なんだかんだで生きている人間が一番怖い・現代の怪談ともいえる本当にあった怖い話や恐怖の未解決事件です。

精神病院のある街を歩く・通院している患者の言動と行動

某所にあるその町は、一見、ごく普通の佇まいだ。

駅前には商店や飲食店がこぢんまりと建ち並び、少し駅を離れると古い家と新築の戸建てがほどよく混じり合った住宅街が広がる。派手さはないが、ファミリー層にはおあつらえ向きの環境だろう。

しかしこの町には一点、普通の町ではまずお目にかかれないものが存在する。
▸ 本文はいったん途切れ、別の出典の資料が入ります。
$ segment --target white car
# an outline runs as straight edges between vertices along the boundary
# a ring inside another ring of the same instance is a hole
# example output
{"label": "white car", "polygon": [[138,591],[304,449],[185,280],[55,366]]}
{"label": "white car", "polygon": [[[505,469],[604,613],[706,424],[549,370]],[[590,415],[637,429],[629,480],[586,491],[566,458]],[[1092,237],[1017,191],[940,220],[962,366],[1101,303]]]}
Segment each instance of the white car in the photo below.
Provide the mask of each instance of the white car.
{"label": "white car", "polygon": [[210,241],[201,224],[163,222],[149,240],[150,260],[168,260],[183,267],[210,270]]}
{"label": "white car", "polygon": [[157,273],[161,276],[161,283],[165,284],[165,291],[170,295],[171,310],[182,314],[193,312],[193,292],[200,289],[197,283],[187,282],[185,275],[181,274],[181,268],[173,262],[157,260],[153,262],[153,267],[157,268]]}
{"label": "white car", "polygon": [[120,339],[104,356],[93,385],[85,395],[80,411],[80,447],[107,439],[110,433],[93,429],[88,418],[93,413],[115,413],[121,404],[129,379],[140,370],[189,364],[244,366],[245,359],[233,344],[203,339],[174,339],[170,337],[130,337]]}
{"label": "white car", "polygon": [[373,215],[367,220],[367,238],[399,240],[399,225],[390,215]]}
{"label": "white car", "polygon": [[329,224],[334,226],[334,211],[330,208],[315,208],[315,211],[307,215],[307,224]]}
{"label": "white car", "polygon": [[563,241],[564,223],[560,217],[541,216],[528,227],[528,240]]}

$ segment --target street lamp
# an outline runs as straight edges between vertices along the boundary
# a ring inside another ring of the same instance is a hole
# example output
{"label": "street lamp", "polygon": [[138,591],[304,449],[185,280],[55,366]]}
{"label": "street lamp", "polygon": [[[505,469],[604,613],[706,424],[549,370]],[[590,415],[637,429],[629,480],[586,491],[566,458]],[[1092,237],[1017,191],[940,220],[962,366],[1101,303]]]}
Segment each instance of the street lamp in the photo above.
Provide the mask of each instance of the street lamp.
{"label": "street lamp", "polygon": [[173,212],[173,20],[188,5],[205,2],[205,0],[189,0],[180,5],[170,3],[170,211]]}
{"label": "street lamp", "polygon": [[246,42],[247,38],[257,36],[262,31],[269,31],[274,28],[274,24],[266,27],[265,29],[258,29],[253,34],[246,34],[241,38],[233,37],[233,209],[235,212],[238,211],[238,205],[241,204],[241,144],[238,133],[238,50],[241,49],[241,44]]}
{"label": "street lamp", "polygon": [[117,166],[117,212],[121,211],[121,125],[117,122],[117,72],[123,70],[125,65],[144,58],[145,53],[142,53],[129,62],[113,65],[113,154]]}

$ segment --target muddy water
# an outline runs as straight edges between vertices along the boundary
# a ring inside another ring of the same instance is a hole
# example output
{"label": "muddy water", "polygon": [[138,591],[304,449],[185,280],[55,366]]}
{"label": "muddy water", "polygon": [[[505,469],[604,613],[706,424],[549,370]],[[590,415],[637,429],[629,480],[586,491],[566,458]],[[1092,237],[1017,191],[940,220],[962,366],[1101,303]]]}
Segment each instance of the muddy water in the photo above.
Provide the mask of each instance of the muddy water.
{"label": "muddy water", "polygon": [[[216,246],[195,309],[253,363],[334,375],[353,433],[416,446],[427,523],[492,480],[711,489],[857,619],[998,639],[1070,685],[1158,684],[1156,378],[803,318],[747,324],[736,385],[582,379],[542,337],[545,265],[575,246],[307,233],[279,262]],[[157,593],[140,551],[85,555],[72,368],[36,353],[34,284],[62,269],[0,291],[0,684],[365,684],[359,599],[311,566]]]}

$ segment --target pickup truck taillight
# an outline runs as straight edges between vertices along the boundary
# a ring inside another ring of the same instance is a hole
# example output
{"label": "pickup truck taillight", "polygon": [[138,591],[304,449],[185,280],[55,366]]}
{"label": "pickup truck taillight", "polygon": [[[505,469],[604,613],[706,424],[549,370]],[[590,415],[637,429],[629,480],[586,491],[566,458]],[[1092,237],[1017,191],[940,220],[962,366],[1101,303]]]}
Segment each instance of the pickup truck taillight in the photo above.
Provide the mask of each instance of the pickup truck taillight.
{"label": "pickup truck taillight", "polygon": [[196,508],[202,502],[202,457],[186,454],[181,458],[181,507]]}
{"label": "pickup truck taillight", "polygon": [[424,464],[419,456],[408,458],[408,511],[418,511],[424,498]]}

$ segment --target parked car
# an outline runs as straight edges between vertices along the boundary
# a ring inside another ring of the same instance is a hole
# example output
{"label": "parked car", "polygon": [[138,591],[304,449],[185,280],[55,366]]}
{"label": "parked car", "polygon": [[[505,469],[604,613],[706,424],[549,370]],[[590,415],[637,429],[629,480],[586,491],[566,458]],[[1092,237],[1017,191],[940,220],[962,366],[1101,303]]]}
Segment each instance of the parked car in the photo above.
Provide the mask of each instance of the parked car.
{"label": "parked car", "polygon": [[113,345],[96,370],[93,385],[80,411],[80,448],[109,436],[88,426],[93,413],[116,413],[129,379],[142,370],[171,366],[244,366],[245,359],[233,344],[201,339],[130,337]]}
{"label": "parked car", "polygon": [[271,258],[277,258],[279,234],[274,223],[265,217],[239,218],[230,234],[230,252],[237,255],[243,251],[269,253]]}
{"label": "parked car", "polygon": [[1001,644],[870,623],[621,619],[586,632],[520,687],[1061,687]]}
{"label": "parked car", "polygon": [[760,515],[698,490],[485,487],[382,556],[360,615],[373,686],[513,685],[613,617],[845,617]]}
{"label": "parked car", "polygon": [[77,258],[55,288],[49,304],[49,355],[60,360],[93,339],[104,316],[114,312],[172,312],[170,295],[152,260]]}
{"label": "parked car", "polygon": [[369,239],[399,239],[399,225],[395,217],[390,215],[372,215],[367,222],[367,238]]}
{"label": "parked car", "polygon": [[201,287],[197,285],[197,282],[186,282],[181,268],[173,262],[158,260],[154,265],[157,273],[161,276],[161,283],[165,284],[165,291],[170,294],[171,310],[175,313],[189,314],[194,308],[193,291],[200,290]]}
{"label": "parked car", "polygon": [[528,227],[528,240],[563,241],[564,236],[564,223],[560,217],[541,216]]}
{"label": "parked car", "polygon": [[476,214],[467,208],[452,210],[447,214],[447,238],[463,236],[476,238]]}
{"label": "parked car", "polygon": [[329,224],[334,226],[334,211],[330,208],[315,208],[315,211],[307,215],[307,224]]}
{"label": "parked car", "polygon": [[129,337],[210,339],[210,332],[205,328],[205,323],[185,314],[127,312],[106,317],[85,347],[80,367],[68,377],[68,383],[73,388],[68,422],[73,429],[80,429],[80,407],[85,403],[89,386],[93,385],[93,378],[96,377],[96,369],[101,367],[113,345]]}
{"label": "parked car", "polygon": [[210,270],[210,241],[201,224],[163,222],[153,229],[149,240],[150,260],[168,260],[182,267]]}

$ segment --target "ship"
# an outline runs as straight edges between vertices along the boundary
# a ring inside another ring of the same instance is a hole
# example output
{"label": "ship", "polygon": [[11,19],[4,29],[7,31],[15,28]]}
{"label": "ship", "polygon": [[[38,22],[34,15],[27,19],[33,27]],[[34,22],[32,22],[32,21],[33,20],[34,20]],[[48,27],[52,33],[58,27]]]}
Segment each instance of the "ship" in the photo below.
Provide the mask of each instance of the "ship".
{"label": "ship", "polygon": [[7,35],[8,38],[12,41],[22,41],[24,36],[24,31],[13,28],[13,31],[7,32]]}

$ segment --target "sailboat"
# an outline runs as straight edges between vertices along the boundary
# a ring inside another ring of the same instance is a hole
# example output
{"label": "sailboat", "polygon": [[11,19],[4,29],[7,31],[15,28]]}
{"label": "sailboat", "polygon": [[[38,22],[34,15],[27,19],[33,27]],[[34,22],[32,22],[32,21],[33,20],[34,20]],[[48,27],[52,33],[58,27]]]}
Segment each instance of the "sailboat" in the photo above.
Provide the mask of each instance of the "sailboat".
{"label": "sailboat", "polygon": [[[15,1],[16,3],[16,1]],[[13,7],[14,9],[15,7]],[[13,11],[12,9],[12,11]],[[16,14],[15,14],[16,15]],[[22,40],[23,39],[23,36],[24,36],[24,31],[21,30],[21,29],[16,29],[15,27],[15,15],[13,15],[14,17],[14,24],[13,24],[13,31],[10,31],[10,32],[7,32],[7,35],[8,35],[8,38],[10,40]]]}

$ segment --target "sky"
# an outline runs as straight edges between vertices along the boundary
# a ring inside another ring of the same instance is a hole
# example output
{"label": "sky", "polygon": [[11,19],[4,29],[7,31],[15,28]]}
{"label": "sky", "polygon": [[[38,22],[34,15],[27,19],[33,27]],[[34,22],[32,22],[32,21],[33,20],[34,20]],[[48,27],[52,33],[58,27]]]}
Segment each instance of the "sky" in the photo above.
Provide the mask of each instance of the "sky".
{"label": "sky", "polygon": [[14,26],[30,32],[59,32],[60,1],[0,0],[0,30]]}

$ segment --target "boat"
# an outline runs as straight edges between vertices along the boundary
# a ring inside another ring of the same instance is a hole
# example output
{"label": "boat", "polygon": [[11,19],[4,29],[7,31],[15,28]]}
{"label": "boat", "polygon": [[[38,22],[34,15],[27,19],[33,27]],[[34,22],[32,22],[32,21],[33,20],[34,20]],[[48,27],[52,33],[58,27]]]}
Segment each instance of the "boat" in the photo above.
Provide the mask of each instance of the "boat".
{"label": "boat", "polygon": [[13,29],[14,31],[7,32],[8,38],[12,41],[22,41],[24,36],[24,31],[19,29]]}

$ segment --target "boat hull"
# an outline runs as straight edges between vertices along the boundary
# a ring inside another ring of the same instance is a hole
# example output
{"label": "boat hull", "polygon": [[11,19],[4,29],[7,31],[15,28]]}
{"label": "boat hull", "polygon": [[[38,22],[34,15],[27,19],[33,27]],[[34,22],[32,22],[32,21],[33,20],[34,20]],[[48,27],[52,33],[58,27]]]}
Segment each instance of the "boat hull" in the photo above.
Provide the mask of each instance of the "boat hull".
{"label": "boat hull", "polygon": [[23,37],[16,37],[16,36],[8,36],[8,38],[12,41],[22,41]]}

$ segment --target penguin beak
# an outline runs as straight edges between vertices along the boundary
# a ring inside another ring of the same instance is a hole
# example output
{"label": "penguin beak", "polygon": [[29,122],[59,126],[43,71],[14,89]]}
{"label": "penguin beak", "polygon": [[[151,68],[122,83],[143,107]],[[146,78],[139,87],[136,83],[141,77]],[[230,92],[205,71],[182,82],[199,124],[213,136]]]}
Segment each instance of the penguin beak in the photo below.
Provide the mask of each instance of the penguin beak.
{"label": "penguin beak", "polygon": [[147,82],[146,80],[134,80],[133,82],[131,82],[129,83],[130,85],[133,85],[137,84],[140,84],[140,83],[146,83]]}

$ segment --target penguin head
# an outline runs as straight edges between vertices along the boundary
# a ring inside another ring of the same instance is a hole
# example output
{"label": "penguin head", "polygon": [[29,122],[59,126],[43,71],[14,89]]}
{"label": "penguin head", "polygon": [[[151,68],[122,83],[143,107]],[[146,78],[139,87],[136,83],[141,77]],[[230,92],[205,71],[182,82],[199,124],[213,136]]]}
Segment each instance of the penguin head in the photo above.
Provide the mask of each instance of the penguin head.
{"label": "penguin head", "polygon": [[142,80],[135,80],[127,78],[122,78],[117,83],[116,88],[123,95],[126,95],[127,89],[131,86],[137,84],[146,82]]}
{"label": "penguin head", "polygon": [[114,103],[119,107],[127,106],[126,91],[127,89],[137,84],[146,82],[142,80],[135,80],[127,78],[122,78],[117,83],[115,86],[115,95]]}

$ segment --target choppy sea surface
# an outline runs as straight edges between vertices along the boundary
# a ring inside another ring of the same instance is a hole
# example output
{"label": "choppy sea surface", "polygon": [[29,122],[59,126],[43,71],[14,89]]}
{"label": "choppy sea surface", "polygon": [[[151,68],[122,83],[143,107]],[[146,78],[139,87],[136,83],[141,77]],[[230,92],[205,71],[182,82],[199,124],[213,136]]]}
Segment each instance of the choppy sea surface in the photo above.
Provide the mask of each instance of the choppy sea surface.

商店街や住宅街と隣り合う形で、巨大な精神科専門病院が横たわっているのだ。
入院患者数、およそ700人。そのうち軽症の患者は外出が可能で、また1日あたりの通院患者は400人を超えると聞く。

つまり、大量の精神病患者がそれだけ町中に溢れていると言えるわけだ。どうにも好奇心が抑えられない。そんな特殊な町を尋ねれば、どのような光景が飛び込んでくるのか。そして、いかなる出来事が待ち潜んでいるのだろう。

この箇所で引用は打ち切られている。